Parlano studenti e ricercatori atipici.
Via le leggi che precarizzano, inclusa la «riforma» Moratti.

Universitari uniti contro la legge 30.

Antonio Sciotto, il Manifesto del 6/7/2006

 

Anche il mondo degli universitari, fatto di studenti e ricercatori precari, si prepara all'assemblea «Stop precarietà ora» dell'8 luglio a Roma. D'accordo con l'abrogazione della legge 30, della Bossi-Fini e della «contro-riforma» Moratti, serie di norme contro cui sono scesi in piazza l'anno scorso, accanto ai ricercatori. Un mondo variegatissimo quello universitario, fatto di 1.700.000 studenti e un vastissimo esercito di lavoratori precari: 55 mila «a contratto» secondo le più disparate tipologie (collaborazioni, assegni, in «affitto» ad enti di ricerca) e 25 mila dottorandi. A fronte di circa 50 mila docenti garantiti (20 mila ricercatori, di fascia più bassa, e 30 mila tra associati e ordinari, la fascia golden).
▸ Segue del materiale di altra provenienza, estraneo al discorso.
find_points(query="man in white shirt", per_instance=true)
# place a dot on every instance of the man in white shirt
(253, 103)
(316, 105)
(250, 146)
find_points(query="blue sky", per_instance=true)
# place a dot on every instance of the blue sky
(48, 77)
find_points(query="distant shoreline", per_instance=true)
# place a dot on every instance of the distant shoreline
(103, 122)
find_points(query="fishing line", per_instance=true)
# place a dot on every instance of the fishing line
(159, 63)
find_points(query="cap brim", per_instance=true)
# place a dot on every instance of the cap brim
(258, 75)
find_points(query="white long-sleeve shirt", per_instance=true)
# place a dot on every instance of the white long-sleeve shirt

Una piramide che vede solo al vertice gli iper-tutelati - anche detti «baroni» - e che per il momento nessuna riforma è riuscita a scalfire. In particolare, gli studenti si scagliano contro la riforma 270 del 2004 - varata da Letizia Moratti senza alcuna forma di concertazione - e chiedono di abrogarla, ma non sono per nulla soddisfatti del precedente intervento legislativo, quello del governo di centrosinistra, la legge 509 del 1999: «Attualmente ci ritroviamo con tre ordinamenti universitari che convivono - spiega Daniele Giordano, dell'Unione degli studenti Udu - e l'attuale governo dovrebbe avere il coraggio di affrontare sia la riforma Moratti, abrogandola, ma anche la 509 e il sistema precedente. Riconsiderando tutto con le parti in causa, gli studenti, i docenti, i ricercatori. Al contrario, il ministro Mussi ha annunciato di voler procedere, già da settembre, al varo delle nuove classi di laurea. Noi diciamo: non abbiamo fretta, ripensiamo insieme il sistema, e soprattutto non ricalchiamo, seppure migliorandola, una riforma come quella del ministro Moratti che ha precarizzato i lavoratori e peggiorato la qualità dei corsi, parcellizzando i crediti senza criterio».
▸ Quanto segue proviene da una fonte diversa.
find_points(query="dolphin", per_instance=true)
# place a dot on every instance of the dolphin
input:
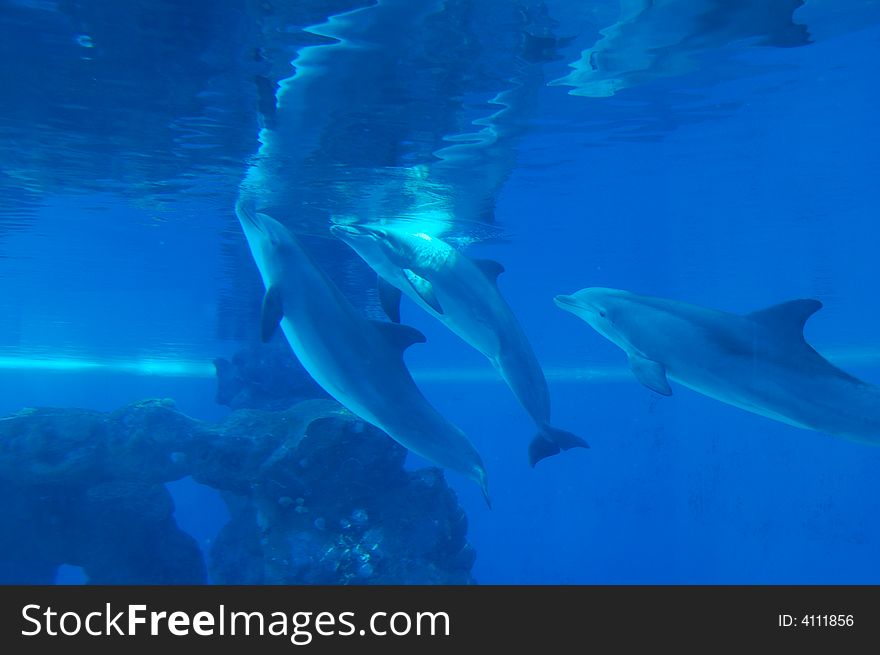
(759, 362)
(463, 294)
(357, 361)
Gli studenti attaccano anche la legge 30, che li tocca da vicino per almeno due motivi. Intanto perché sono futuri lavoratori, e poi per il fatto che già oggi il 56% degli universitari (indagine Almalaurea) deve fare un lavoretto, dal facchinaggio al call center, dalle fotocopie al ristorante - spessissimo in nero o precario - per mantenersi agli studi. «Gli studenti, come in Francia, dovrebbero essere dotati di uno statuto, che ne garantisca l'autonomia economica e diritti sindacali - conclude Giordano - All'estero hai la casa, la mensa, i trasporti assicurati o molto favoriti. Qui in Italia non c'è nulla: pensiamo a un reddito, in forma di denaro o di servizi non importa, che garantisca questa autonomia. E poi vogliamo più diritti nel trattare con i docenti: finora hanno il controllo totale su tutto il sistema».
Agguerriti sono anche i ricercatori precari. Andrea Capocci fa parte della Rete nazionale ricercatori precari: lavora come fisico all'Università di Roma, ma ha firmato il contratto con un ente di ricerca esterno. L'esternalizzazione è utilizzatissima, permette alla stessa persona di stare magari per dieci anni nello stesso posto, ma cambiando ente di appalto, tipo di contratto, compenso, sistema contributivo. Per il momento Andrea è collaboratore a progetto: «Siamo per l'abrogazione della legge 30 e della riforma Moratti: quest'ultima ha precarizzato il lavoro di ricercatore, sancendo che potrà avere il tempo indeterminato solo il professore di serie A, l'ordinario. Chiediamo un investimento maggiore nell'università, in modo da stabilizzare i 55 mila precari in attesa da anni: non bastano semplici sanatorie, né il normale turn over. Si parla infatti di circa diecimila uscite nei prossimi anni, ben poca cosa». All'assemblea «Stop precarietà ora» la Rete dei ricercatori chiede maggiore coinvolgimento ai sindacati confederali: «Eravamo in centomila con gli studenti a protestare contro la riforma Moratti, ma i sindacati hanno fatto un sit in separato. Non è possibile continuare così: non possiamo litigare su questioni ideologiche quando la precarietà riguarda tutti. Nel nostro settore, senza negare l'importanza del tempo indeterminato per tutti, cerchiamo di venire incontro a chi chiede continuità di reddito, perché spesso il nostro è un lavoro intermittente per sua natura. Si possono estendere i diritti per tutti».